On Tue, 11 Aug 2020 at 18:01, Jessica Yu <jeyu@xxxxxxxxxx> wrote:
>
> +++ Mauro Carvalho Chehab [11/08/20 17:27 +0200]:
> >Em Tue, 11 Aug 2020 16:55:24 +0200
> >peterz@xxxxxxxxxxxxx escreveu:
> >
> >> On Tue, Aug 11, 2020 at 04:34:27PM +0200, Mauro Carvalho Chehab wrote:
> >> > [33] .plt PROGBITS 0000000000000340 00035c80
> >> > 0000000000000001 0000000000000000 WAX 0 0 1
> >> > [34] .init.plt NOBITS 0000000000000341 00035c81
> >> > 0000000000000001 0000000000000000 WA 0 0 1
> >> > [35] .text.ftrace[...] PROGBITS 0000000000000342 00035c81
> >> > 0000000000000001 0000000000000000 WAX 0 0 1
> >>
> >> .plt and .text.ftrace_tramplines are buggered.
> >>
> >> arch/arm64/kernel/module.lds even marks then as NOLOAD.
> >
> >Hmm... Shouldn't the code at module_enforce_rwx_sections() or at
> >load_module() ignore such sections instead of just rejecting probing
> >all modules?
> >
> >I mean, if the existing toolchain is not capable of excluding
> >those sections, either the STRICT_MODULE_RWX hardening should be
> >disabled, if a broken toolchain is detected or some runtime code
> >should handle such sections on a different way.
>
> Hi Mauro, thanks for providing the readelf output. The sections marked 'WAX'
> are indeed the reason why the module loader is rejecting them.
>
> Interesting, my cross-compiled modules do not have the executable flag -
>
> [38] .plt NOBITS 0000000000000340 00038fc0
> 0000000000000001 0000000000000000 WA 0 0 1
> [39] .init.plt NOBITS 0000000000000341 00038fc0
> 0000000000000001 0000000000000000 WA 0 0 1
> [40] .text.ftrace_tram NOBITS 0000000000000342 00038fc0
> 0000000000000001 0000000000000000 WA 0 0 1
>
> ld version:
>
> GNU ld (GNU Binutils) 2.34
> Copyright (C) 2020 Free Software Foundation, Inc.
> This program is free software; you may redistribute it under the terms of
> the GNU General Public License version 3 or (at your option) a later version.
>
> And gcc:
>
> aarch64-linux-gcc (GCC) 9.3.0
> Copyright (C) 2019 Free Software Foundation, Inc.
> This is free software; see the source for copying conditions. There is NO
> warranty; not even for MERCHANTABILITY or FITNESS FOR A PARTICULAR PURPOSE.
>
> I'm a bit confused about what NOLOAD actually implies in this context. From the
> ld documentation - "The `(NOLOAD)' directive will mark a section to not be
> loaded at run time." But these sections are marked SHF_ALLOC and are referenced
> to in the module plt code. Or does it just tell the linker to not initialize it?
>
> Adding Ard to CC, I'm sure he'd know more about the section flag specifics.
>

The module .lds has BYTE(0) in the section contents to prevent the
linker from pruning them entirely. The (NOLOAD) is there to ensure
that this byte does not end up in the .ko, which is more a matter of
principle than anything else, so we can happily drop that if it helps.

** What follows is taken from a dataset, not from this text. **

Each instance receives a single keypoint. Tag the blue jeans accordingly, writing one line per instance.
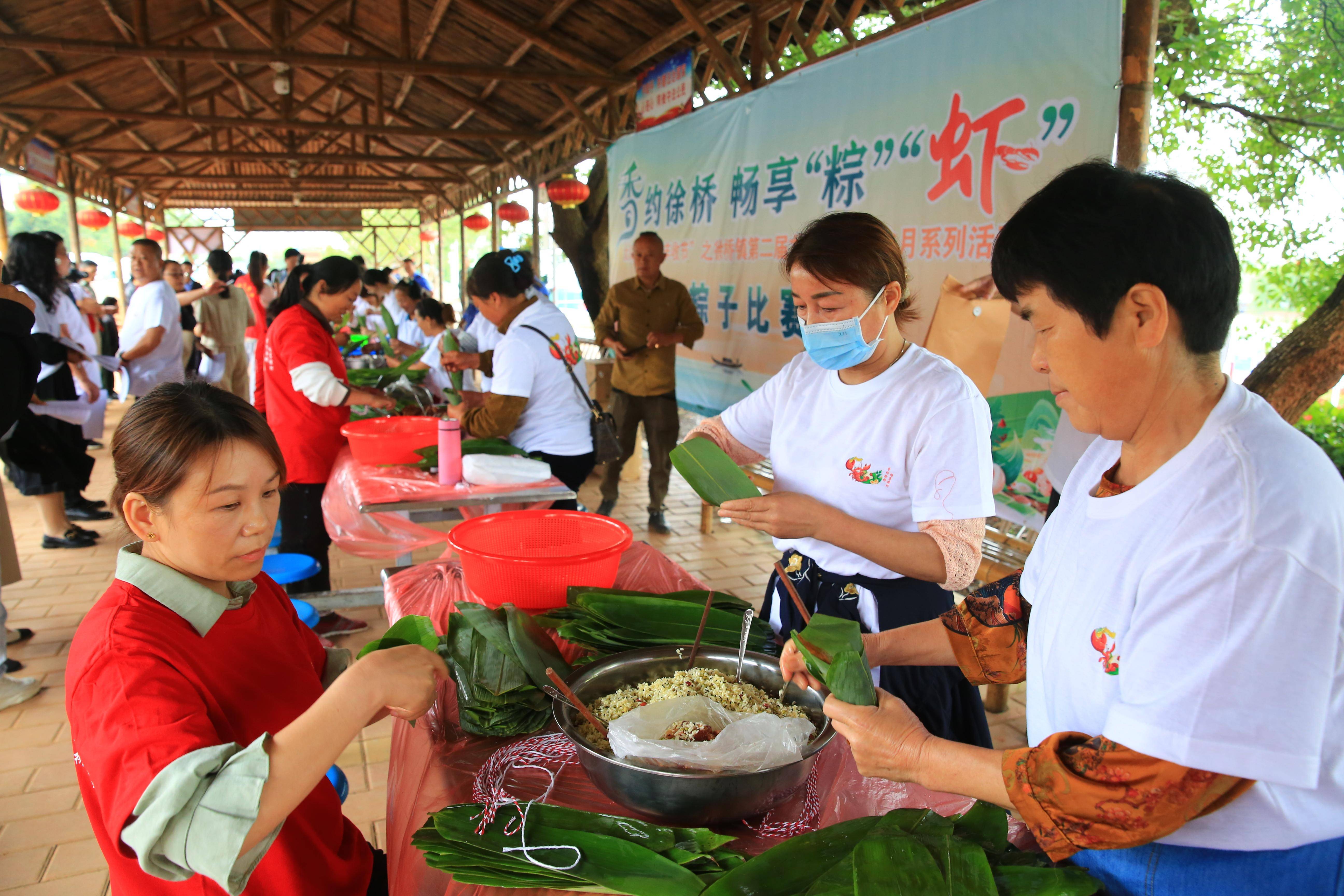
(1158, 870)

However, this should only affect the PROGBITS vs NOBITS designation,
and so I am not sure whether it makes a difference.

Depending on where the w^x check occurs, we might simply override the
permissions of these sections, and strip the writable permission if it
is set in the PLT handling init code, which manipulates the metadata
of all these 3 sections before the module space is vmalloc'ed.